Experiencing coherence builds a sort of ‘muscle memory’ that allows coherent patterns to replicate and spread. This is a very attractive property of coherence in a time where we need to accelerate innovation and large-scale change.
Coherence accelerates change through a number of pathways.
It works by allowing people to build capacity for acting out of a given set of operating principles in lower stakes situations, such as a staff meeting. That capacity is there to be drawn upon later, in moments that might be much more consequential, like a big new partnership or a system-wide intervention.

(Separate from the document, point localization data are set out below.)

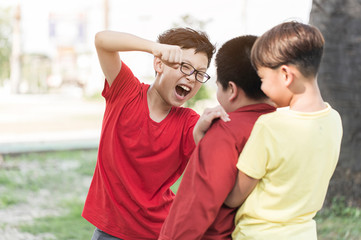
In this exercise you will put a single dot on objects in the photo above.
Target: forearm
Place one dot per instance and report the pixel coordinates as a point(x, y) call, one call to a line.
point(111, 41)
point(243, 187)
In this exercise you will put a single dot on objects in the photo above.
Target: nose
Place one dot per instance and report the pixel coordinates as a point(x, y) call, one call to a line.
point(192, 77)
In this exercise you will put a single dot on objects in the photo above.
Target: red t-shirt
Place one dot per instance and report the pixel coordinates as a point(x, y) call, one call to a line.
point(198, 211)
point(138, 160)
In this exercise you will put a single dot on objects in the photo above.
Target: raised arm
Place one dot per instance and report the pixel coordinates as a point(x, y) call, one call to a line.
point(109, 43)
point(243, 187)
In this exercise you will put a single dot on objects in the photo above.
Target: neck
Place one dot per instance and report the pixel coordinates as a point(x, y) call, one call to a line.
point(158, 108)
point(246, 102)
point(310, 100)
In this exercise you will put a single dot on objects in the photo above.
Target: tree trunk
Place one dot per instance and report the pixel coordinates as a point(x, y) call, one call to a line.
point(340, 83)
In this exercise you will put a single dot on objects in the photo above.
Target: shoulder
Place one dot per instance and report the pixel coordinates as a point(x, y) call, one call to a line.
point(183, 112)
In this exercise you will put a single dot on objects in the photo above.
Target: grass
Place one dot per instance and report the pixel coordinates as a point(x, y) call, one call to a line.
point(54, 186)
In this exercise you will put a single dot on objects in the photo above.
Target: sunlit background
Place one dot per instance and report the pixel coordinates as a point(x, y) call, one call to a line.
point(55, 38)
point(50, 77)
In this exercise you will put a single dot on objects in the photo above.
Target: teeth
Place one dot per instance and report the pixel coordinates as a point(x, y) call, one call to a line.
point(185, 88)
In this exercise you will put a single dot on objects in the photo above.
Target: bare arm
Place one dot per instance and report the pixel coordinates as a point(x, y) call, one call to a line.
point(243, 187)
point(205, 121)
point(109, 43)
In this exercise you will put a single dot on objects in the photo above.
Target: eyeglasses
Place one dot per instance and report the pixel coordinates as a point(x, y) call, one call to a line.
point(188, 70)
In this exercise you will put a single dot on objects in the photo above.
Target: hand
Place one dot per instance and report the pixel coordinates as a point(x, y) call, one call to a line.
point(206, 119)
point(171, 55)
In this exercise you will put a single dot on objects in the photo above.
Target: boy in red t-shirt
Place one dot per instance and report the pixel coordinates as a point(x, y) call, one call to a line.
point(198, 211)
point(146, 137)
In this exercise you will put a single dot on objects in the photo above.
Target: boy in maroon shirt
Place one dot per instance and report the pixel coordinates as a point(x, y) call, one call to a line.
point(147, 137)
point(198, 211)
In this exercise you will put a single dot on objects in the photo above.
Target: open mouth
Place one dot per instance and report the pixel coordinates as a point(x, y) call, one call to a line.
point(182, 90)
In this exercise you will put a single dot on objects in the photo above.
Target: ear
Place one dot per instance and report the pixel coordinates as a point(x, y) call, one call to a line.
point(233, 91)
point(158, 65)
point(287, 75)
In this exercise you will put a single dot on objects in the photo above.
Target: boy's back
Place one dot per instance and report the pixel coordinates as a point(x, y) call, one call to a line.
point(302, 150)
point(292, 153)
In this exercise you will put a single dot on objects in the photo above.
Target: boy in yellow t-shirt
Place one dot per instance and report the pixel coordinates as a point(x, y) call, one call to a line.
point(287, 163)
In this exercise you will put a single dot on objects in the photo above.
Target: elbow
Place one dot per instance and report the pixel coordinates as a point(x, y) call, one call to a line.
point(232, 204)
point(99, 39)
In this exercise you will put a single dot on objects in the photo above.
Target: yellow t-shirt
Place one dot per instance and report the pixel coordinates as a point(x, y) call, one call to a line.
point(294, 154)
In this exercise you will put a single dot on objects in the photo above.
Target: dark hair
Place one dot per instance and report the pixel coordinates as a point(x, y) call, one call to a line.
point(188, 38)
point(233, 64)
point(290, 43)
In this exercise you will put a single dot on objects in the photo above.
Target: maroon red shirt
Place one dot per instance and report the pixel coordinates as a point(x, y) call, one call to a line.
point(198, 211)
point(138, 160)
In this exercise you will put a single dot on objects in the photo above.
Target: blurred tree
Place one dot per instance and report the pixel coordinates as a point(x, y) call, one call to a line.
point(340, 83)
point(5, 44)
point(189, 21)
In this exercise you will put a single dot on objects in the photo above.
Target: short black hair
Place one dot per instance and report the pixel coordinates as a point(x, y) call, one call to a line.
point(188, 38)
point(290, 43)
point(233, 62)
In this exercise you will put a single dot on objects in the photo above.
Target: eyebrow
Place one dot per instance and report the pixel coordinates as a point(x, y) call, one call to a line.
point(198, 69)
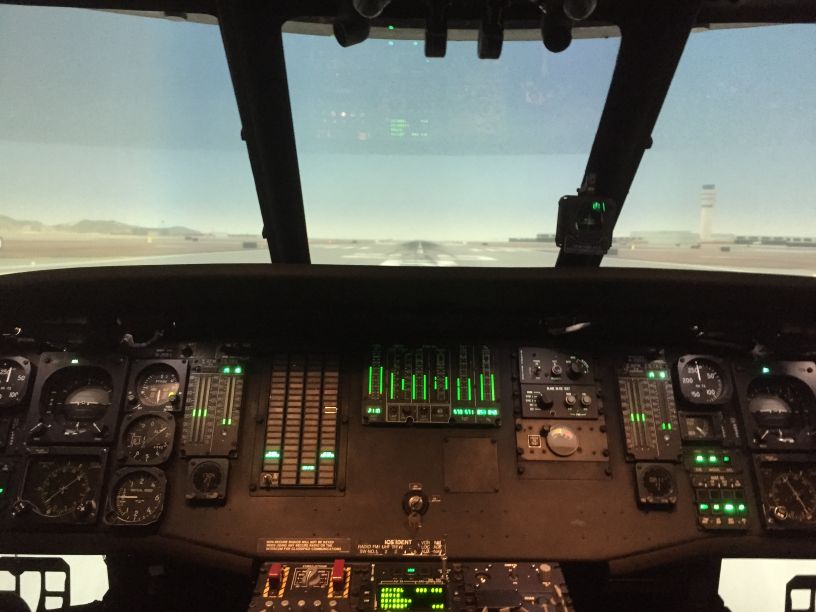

Coherence also accelerates innovation. If different sectors of a system are coherent, then learning and innovation can quickly be shared sector to sector. While the technical aspects of wind and solar energy might be different, social innovations in how to convene stakeholders, structure community ownership, and increase the number of community-based jobs can be explored within the solar sector and then transferred to wind, or vice versa.
Coherence helps guide improvisation. In novel situations people draw upon and replicate patterns that they have experienced in more familiar circumstances. Knowing that climate change and other stresses will bring unanticipated situations, investing in coherence today is a way to influence the patterns that will rise up in future, unforeseen situations.
The 2020s will be a decisive decade for equity, climate, and biodiversity. Early signs show it will also be a chaotic, unpredictable decade. Prioritizing coherence in our organizations, strategies, and investments is one way to steer change towards our goals even while navigating uncertainty and disruption.